Calculate Euclidean distance from a reference point.

Adds a new column with the distance from (ref_x, ref_y) to each row's (x_col, y_col) values.

PARAMETER DESCRIPTION
df

Input DataFrame.

TYPE: DataFrame

x_col

Column containing X coordinates.

TYPE: str

y_col

Column containing Y coordinates.

TYPE: str

ref_x

Reference X coordinate.

TYPE: float

ref_y

Reference Y coordinate.

TYPE: float

target_col

Name of the new distance column.

TYPE: str DEFAULT: 'distance'

RETURNS DESCRIPTION
DataFrame

DataFrame with the distance column added.

Source code in src/choregraph/library.py
def calc_distance(df: pd.DataFrame, x_col: str, y_col: str, ref_x: float, ref_y: float, target_col: str = "distance") -> pd.DataFrame:
    """Calculate Euclidean distance from a reference point.
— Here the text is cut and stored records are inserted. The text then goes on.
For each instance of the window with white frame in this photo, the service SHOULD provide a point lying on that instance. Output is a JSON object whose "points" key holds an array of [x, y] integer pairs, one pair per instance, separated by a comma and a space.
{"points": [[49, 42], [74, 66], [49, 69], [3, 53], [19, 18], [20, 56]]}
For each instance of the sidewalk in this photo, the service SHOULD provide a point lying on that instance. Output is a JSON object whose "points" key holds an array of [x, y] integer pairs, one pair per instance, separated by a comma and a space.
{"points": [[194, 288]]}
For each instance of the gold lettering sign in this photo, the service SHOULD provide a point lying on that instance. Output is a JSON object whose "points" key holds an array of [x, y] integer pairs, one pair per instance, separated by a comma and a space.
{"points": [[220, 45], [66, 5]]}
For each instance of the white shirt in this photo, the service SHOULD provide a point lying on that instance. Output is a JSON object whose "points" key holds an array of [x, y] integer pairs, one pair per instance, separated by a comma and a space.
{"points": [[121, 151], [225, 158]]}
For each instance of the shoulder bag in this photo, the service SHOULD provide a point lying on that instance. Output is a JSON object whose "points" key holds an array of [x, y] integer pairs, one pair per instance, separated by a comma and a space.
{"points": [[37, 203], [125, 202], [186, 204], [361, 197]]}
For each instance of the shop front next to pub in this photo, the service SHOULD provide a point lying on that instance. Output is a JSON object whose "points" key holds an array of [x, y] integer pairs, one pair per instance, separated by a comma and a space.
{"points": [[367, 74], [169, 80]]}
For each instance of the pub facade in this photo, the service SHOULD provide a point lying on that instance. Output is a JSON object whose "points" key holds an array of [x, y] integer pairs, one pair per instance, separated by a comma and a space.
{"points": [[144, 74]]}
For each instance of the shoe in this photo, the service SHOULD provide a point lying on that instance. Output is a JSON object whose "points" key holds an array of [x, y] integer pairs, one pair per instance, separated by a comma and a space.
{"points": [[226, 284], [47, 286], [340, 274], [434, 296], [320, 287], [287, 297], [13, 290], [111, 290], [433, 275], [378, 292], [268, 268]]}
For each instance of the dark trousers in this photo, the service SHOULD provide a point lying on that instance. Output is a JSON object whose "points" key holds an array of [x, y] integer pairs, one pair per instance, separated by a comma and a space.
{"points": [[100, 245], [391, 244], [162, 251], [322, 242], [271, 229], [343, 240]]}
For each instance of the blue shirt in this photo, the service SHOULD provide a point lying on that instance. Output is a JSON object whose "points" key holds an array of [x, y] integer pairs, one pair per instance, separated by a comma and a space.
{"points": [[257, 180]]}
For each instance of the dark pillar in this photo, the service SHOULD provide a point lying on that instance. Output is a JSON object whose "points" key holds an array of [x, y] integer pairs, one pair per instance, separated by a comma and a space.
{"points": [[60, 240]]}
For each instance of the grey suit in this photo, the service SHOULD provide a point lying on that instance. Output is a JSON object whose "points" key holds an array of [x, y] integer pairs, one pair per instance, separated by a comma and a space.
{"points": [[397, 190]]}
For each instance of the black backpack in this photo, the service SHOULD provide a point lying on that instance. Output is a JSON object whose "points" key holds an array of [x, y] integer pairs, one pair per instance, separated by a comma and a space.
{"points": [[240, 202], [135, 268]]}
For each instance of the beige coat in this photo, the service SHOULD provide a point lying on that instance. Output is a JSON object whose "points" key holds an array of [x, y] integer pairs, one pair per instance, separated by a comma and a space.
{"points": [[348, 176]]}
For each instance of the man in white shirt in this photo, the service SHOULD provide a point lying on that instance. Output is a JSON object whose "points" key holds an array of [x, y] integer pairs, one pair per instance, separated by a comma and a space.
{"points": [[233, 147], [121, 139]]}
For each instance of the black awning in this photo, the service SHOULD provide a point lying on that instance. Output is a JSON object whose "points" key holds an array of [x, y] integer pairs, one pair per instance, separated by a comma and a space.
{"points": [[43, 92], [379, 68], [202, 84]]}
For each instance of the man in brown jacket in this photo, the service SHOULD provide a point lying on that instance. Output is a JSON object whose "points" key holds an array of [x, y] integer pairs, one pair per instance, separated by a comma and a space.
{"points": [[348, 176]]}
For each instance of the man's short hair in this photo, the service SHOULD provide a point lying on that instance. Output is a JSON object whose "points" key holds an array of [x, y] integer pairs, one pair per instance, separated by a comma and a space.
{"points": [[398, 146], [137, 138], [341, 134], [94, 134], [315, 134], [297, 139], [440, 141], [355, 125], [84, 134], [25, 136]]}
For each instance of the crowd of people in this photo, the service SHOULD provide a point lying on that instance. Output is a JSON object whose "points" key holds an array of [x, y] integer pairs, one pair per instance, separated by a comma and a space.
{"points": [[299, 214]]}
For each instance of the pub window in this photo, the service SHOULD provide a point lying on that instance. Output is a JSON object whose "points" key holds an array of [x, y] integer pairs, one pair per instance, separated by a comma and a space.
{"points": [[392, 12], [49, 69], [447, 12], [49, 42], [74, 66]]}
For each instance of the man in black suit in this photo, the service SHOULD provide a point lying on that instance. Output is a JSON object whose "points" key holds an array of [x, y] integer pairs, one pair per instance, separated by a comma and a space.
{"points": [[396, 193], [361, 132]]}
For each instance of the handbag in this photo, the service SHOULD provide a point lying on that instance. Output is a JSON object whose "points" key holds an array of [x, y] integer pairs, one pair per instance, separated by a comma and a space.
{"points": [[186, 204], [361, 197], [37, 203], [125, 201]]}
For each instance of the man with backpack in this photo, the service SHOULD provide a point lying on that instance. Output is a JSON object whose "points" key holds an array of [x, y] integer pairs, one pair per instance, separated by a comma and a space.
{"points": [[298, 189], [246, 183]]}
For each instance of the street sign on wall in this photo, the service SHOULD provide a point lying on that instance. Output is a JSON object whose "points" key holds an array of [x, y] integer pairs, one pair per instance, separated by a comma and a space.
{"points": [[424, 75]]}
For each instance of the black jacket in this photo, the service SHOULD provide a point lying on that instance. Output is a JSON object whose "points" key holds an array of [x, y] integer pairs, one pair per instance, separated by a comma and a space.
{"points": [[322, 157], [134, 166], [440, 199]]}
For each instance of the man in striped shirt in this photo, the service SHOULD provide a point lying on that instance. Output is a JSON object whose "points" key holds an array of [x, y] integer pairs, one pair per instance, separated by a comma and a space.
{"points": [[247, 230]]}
    Adds a new column with the distance from ``(ref_x, ref_y)`` to each row's
    ``(x_col, y_col)`` values.

    Args:
        df: Input DataFrame.
        x_col: Column containing X coordinates.
        y_col: Column containing Y coordinates.
        ref_x: Reference X coordinate.
        ref_y: Reference Y coordinate.
        target_col: Name of the new distance column.

    Returns:
        DataFrame with the distance column added.
    """
    if x_col not in df.columns or y_col not in df.columns:
        raise ValueError(f"Columns '{x_col}' and/or '{y_col}' not found in DataFrame.")

    df = df.copy()
    df[target_col] = np.sqrt((df[x_col] - ref_x)**2 + (df[y_col] - ref_y)**2)
    return df

calc_ratio

calc_ratio(df, numerator_col, denominator_col)

Calculates the ratio between two columns in the same DataFrame. Creates a new column named 'ratio' containing numerator_col / denominator_col.

PARAMETER DESCRIPTION
df

Input DataFrame

TYPE: DataFrame

numerator_col

Column name for the numerator

TYPE: str

denominator_col

Column name for the denominator

TYPE: str

RETURNS DESCRIPTION
DataFrame

DataFrame with a new 'ratio' column added.

Source code in src/choregraph/library.py
def calc_ratio(df: pd.DataFrame, numerator_col: str, denominator_col: str) -> pd.DataFrame:
    """
    Calculates the ratio between two columns in the same DataFrame.
    Creates a new column named 'ratio' containing numerator_col / denominator_col.

    Args:
        df: Input DataFrame
        numerator_col: Column name for the numerator
        denominator_col: Column name for the denominator

    Returns:
        DataFrame with a new 'ratio' column added.
    """
    if numerator_col not in df.columns:
        raise ValueError(f"Numerator column '{numerator_col}' not found in DataFrame.")
    if denominator_col not in df.columns:
        raise ValueError(f"Denominator column '{denominator_col}' not found in DataFrame.")

    df = df.copy()
    df["ratio"] = df[numerator_col] / df[denominator_col]
    return df

join

join(dfs=None, on=None, how='inner', **kwargs)

Join multiple DataFrames on a common key.

Collects inputs from dfs (list or single DataFrame) and any DataFrames passed as keyword arguments (named ports from the pipeline). When column name conflicts occur, columns are suffixed with the source name (the kwargs key from the pipeline) instead of generic _left / _right.

PARAMETER DESCRIPTION
dfs

Primary DataFrame(s) to join.

TYPE: Union[list, DataFrame] DEFAULT: None

on

Column name(s) to join on.

TYPE: str DEFAULT: None

how

Join type — 'inner', 'left', 'right', or 'outer'.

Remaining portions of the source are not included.